We just got this exciting news from Pittsfield, Maine — it’s great to see more and more churches getting on board with fossil fuel divestment! 

First Universalist Church of Pittsfield Sells ExxonMobil, Divests from Fossil Fuels

Pittsfield, ME – In a bold move within a church that runs on a shoestring budget, the Council of the First Universalist Church of Pittsfield, Maine voted Sunday to sell its more than 1600 shares of Exxon Mobil stock and pledged to make its entire portfolio fossil fuel free within five years.

Among a growing number of city governments, colleges, institutions, and churches across the United States, the First Universalist Church of Pittsfield has embarked on a five-year pledge to divest its investment portfolio of the largest 200 coal, oil, and gas companies world-wide.

Why? According to the investment professionals that manage their portfolio, the Exxon Mobil stock – generously bequeathed to the church years ago – represents too large a percentage of the church’s overall portfolio. The lack of investment diversity constitutes financial risk.

“But fossil-free investing is not about diversifying one’s portfolio to prevent financial risk,” said Council Member Holly Zadra who led the effort.
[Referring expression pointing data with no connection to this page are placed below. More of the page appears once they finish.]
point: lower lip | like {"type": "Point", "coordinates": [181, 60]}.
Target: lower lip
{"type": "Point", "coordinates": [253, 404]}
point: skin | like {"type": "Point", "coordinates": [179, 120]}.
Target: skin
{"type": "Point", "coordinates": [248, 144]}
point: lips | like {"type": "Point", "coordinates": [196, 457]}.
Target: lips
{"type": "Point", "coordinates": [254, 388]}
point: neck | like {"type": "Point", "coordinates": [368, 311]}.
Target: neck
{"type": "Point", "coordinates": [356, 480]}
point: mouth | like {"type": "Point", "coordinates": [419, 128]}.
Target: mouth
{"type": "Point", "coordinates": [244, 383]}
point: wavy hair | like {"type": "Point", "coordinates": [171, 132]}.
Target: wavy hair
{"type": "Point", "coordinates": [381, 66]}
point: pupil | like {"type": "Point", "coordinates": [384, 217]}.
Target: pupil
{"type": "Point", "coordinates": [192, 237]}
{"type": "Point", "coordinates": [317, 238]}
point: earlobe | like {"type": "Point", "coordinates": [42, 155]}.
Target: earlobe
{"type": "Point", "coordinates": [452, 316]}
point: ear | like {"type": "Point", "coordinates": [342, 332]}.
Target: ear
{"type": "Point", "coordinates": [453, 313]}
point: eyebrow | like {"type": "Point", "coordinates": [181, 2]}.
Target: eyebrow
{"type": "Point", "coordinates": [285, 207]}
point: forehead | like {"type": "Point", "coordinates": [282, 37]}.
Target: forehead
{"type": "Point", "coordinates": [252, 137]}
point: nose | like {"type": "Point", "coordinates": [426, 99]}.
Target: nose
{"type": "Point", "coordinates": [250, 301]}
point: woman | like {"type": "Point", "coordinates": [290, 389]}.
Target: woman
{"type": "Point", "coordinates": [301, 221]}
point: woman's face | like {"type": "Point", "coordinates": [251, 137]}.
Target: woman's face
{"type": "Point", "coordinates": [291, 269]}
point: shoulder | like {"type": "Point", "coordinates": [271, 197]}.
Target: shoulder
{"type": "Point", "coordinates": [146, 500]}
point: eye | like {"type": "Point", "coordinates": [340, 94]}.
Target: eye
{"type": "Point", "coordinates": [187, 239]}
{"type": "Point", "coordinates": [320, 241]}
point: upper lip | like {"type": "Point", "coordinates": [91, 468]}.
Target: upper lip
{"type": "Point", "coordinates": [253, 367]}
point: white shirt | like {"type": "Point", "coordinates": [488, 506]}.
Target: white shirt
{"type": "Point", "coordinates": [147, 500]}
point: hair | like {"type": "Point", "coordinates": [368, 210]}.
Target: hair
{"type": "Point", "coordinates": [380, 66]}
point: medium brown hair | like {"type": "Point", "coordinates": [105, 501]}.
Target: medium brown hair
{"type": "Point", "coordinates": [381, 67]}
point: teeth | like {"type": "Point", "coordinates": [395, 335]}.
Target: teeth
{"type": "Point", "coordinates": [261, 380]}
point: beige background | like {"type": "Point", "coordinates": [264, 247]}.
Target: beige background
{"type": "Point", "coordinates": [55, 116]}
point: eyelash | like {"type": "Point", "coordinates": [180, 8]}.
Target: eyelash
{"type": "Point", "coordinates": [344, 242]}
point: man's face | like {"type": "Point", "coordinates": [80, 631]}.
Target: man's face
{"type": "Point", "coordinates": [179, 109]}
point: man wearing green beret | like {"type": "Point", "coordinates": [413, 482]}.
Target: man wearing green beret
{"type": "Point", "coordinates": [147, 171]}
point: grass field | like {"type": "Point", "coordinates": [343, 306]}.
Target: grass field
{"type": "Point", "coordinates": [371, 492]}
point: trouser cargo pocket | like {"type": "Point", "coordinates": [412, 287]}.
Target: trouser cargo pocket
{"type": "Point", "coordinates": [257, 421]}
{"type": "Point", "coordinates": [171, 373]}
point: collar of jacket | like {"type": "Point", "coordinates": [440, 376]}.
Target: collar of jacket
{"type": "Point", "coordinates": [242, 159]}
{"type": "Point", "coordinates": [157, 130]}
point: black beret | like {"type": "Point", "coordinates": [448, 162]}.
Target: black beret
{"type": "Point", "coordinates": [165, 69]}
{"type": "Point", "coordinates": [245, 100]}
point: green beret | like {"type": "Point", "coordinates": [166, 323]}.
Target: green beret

The grassroots divestment strategy heralded by student activists, writer Bill McKibben, and 350.org focuses on “a different kind of risk – the risk that burning too many fossil fuels in an already overburdened system endangers everything – people, plants, animals, food, water and the relatively predictable climate in which those things have flourished.”

First Universalist Church of Pittsfield Reverend Margaret Beckman said, “We concluded that we wanted to move toward values-based investing and away from financial return-only considerations. Our vote is a true reflection of our Unitarian Universalist values and the way that we, as a congregation, want to be in the world.”

Zadra said, “Divestment is partly symbolic, partly strategic. The movement aims to revoke the social license extended to the companies who continue to wreak havoc on the planet while spending billions lobbying governments and buying legislators that keep renewable and locally-generated energy out of the equation.”

But not everyone on the Council agrees with the move. Council Treasurer Priscilla Jones cast the lone vote against divestment. She said, “I believe this divestment movement is based on a false premise. Fossil fuels improve the quality of peoples lives and will for many years to come.”

Within the Church Council the democratic process reigns, and a 10-to-1 vote means the motions passed.

In a church that includes among its Seven Principles “respect for the interdependent web of all existence,” investment is both a moral and financial decision. Finance Chair John Burgess said it was important that the church invest in ways “that more closely reflect our values and ethics.” He said, “This is a big step for us to take, and I am proud of the church council for acting boldly on this matter.”